Alors que l’on annonce, pour la troisième semaine de septembre, une reprise des négociations au Caire entre l’Autorité palestinienne et le gouvernement israélien, la « communauté internationale » semble incapable de fixer une direction pour atteindre une paix durable. D’autant que les États-Unis, occupés par l’État islamique, ligotés par leurs relations avec Israël, paraissent eux-mêmes paralysés.

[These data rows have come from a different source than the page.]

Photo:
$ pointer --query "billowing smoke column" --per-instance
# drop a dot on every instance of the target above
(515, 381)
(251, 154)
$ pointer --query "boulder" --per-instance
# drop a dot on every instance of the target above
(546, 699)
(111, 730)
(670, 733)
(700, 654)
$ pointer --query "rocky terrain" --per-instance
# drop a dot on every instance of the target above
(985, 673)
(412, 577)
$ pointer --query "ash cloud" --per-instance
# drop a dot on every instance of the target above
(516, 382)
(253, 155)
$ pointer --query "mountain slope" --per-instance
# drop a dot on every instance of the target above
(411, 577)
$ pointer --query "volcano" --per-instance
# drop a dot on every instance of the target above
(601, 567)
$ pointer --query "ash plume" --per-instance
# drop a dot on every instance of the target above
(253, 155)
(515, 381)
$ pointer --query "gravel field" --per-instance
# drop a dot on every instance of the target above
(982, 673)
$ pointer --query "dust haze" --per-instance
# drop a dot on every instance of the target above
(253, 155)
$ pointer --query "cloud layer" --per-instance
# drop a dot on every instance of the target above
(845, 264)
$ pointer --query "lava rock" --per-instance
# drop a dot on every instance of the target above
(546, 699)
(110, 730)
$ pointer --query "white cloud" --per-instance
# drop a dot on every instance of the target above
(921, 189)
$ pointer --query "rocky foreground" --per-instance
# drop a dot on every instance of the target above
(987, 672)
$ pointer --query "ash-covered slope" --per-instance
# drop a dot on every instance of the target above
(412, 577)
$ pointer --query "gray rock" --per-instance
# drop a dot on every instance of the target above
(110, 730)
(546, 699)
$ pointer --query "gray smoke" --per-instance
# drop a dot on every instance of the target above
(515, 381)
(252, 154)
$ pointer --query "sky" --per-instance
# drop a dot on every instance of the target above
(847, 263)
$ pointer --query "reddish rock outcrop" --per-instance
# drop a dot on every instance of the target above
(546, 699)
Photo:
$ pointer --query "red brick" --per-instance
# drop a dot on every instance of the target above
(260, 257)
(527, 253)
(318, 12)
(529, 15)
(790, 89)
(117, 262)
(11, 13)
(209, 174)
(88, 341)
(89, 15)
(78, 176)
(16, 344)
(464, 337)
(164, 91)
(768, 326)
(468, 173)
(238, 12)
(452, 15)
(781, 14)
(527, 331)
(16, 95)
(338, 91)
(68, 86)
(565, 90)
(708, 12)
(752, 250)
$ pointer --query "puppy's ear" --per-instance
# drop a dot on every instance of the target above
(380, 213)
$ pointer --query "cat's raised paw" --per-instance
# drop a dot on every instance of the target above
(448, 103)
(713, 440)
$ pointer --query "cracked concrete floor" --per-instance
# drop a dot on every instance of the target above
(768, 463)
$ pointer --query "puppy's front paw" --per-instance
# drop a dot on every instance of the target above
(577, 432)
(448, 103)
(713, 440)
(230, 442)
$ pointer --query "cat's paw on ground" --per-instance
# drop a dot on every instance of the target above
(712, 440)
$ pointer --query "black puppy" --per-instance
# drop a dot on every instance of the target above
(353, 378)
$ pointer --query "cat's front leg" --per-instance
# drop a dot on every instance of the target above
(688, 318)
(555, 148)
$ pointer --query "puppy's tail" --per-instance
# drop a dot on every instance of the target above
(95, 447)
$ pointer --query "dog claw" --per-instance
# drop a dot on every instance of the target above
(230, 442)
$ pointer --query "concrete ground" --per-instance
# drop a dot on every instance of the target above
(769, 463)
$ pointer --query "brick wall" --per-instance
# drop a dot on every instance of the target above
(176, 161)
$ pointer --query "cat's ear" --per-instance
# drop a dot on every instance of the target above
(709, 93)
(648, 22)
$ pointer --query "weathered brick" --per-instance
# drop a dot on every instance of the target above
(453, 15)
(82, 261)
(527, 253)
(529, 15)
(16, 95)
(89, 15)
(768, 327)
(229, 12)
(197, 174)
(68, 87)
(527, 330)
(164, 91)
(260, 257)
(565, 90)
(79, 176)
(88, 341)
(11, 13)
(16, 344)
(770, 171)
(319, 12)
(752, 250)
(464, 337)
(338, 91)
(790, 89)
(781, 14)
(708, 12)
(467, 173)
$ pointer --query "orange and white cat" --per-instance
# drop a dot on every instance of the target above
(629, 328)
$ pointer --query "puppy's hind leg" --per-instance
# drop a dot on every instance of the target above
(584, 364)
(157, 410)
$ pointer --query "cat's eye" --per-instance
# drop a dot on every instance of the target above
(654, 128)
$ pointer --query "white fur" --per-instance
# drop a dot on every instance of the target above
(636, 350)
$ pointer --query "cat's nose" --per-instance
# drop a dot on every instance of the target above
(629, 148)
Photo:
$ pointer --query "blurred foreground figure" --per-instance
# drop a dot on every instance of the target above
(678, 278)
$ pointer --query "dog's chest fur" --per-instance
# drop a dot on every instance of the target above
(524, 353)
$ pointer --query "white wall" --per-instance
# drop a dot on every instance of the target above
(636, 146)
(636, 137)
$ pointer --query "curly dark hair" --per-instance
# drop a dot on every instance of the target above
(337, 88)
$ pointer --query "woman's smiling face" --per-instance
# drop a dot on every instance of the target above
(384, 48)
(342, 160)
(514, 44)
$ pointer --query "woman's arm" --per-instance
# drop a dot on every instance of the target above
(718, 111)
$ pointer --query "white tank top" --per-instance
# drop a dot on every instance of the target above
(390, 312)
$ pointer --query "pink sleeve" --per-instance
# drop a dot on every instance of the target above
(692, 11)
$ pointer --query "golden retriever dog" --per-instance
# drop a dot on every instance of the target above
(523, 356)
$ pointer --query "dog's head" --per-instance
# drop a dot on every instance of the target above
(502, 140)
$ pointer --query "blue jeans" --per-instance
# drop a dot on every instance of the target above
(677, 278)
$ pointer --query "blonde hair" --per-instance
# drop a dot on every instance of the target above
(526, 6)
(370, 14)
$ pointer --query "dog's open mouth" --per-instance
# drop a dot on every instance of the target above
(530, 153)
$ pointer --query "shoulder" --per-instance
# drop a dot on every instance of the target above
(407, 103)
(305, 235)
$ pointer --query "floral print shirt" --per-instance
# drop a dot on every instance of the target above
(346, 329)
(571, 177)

La troisième opération militaire israélienne en six ans contre Gaza s’est achevée le 26 août dernier. Avant qu’un cessez-le-feu soit accepté par les belligérants, sous l’égide de l’Égypte, environ 2150 Palestiniens dont 578 enfants et 263 femmes avaient été tués. Les deux tiers des victimes n’étaient pas des combattants. 11 100 Palestiniens dont un tiers d’enfants ont été blessés. Soixante-six Israéliens ont été tués dont deux civils1. Dans Gaza, les conséquences des destructions de bâtiments privés et d’infrastructures publiques sont trois fois plus importantes que celles constatées à l’issue de l’opération militaire israélienne de 2008-2009.

La communauté internationale s’attache désormais à consolider le cessez-le-feu et à trouver les moyens de reconstruire ce qui a été détruit. Dans la perspective de l’Assemblée générale des Nations unies (dernière semaine de septembre), un projet de résolution au Conseil de sécurité des Nations unies est en cours de rédaction. D’autres mesures diplomatiques sont envisagées. L’administration américaine est aux commandes, mais sa tâche est compliquée. Le dossier palestinien a épuisé ses bonnes volontés et son imagination. Nombreux sont ses partenaires et alliés qui ne partagent pas ses choix politiques, ni sur ce dossier ni sur d’autres concernant la région.

Du déjà vu

C’est donc sans enthousiasme que les diplomaties nationales se penchent actuellement aux Nations unies sur le dossier de l’après-Gaza. La panoplie de leurs possibilités est classique : une résolution au Conseil de sécurité, la possible réactivation du Quartet2 et l’organisation d’une conférence des donateurs internationaux pour la reconstruction de Gaza sont des instruments traditionnels.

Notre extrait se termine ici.